NO importa que estemos en un periodo de sequía. En Sevilla se mira al cielo por costumbre, cada vez que sale una procesión, aunque sea la Virgen de los Reyes el 15 de agosto. Por extensión, lo mismo se puede decir de cualquier evento o celebración, como la Cabalgata de los Reyes Magos, que está amenazada por malos pronósticos. Ante el riesgo de lluvia, se espera siempre lo mejor, aunque sea un milagro de última hora. Un arco iris que ilumine el Aljarafe. Por eso, cambiar las tradiciones se puede hacer en Alcalá de Guadaíra o en San Juan de Aznalfarache, que están ahí mismo, pero en la ciudad de Sevilla todo debe ser cuando le toca, o ya no sería lo mismo.
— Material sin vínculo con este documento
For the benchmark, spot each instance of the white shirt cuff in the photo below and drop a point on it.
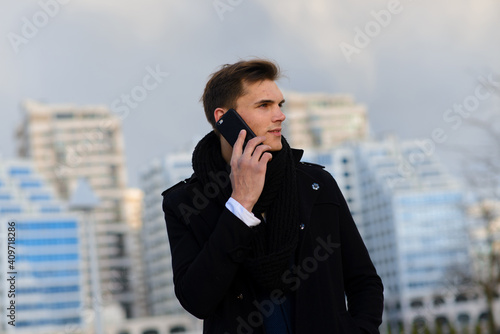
(239, 211)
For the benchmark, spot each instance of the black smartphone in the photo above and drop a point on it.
(230, 125)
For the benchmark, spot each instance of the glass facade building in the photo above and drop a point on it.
(42, 274)
(411, 214)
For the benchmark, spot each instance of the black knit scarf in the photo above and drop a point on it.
(276, 237)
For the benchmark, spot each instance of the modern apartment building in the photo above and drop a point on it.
(42, 278)
(412, 215)
(317, 120)
(66, 142)
(157, 176)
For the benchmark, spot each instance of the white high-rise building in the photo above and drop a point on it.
(67, 142)
(42, 278)
(323, 121)
(412, 217)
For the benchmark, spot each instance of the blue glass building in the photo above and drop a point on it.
(47, 268)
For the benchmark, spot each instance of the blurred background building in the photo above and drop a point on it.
(66, 142)
(49, 260)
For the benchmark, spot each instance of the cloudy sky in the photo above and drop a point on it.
(408, 61)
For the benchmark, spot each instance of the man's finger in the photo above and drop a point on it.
(238, 144)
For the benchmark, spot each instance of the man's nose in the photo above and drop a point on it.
(279, 116)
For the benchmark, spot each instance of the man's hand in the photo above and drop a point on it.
(248, 169)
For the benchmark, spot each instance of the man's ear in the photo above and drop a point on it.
(218, 113)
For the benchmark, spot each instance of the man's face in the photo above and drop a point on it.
(260, 107)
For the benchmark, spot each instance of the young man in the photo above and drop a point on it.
(261, 242)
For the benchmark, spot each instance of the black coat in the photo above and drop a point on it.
(209, 244)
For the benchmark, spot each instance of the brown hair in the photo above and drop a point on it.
(226, 85)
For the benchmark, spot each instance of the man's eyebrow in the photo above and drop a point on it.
(269, 101)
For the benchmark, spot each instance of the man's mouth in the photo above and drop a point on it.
(276, 132)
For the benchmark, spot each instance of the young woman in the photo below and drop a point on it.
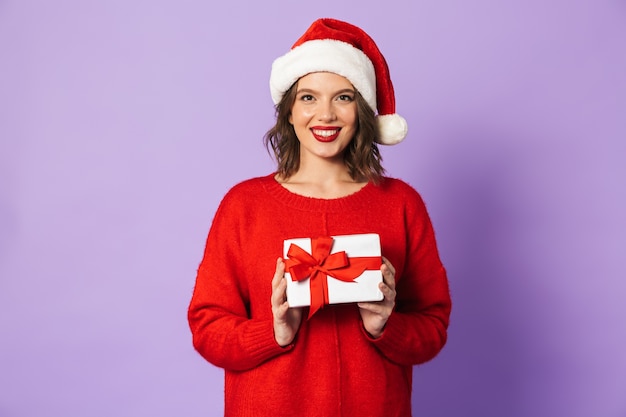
(335, 102)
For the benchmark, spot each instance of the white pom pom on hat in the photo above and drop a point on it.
(339, 47)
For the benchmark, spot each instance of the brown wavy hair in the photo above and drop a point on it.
(361, 156)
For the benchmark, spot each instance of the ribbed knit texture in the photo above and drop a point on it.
(333, 368)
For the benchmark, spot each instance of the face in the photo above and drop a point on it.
(324, 115)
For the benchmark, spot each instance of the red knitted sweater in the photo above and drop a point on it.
(333, 368)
Una cabalgata en la tarde del 4 de enero sólo sería un heraldo con carrozas.

Con la lluvia se mantiene una relación de odio y amor. Cuando Sevilla mayormente dependía de la agricultura, ni que decir tiene que era importantísima la lluvia. Más recientemente, en la década de los 80 y principios de los 90 del siglo pasado, sufrimos restricciones en el abastecimiento de agua y en los riegos. Algunos jóvenes de la nueva política no lo habrán vivido, o no lo recordarán. Salieron procesiones de rogativas por la lluvia, que no son un invento arcaico de los siglos XVI, XVII, XVIII y XIX (cuando organizaban frecuentes procesiones, sobre todo con el Cristo de San Agustín, pero también con Pasión, el Gran Poder o el Cachorro). La última gran procesión de rogativas por la lluvia se organizó en 1993, con la Virgen de los Reyes, que salió muy sobria, con manto morado y sin el palio de tumbilla, por decisión del entonces arzobispo, Carlos Amigo Vallejo. La Patrona ya había salido algunos años antes, en 1981, por el mismo motivo.

La sequía sevillana no es una consecuencia del calentamiento global, ni tiene toda la culpa Donald Trump. Eso se sabe por la abundancia de rogativas históricas. Con lo cual también se aprecia que las procesiones extraordinarias empezaron a salir desde que las imágenes sagradas arraigaron en la religiosidad sevillana (también en la andaluza y en la española).

Mirar al cielo es una costumbre que nunca se debería perder. Por muchos satélites que anticipen el tiempo, siempre quedará un margen de sorpresa. A esa sorpresa se le llama milagro. Mirar al cielo siempre es bonito y limpio, porque allí es donde a veces brotan los milagros de la esperanza. Así nunca se pierde la ilusión.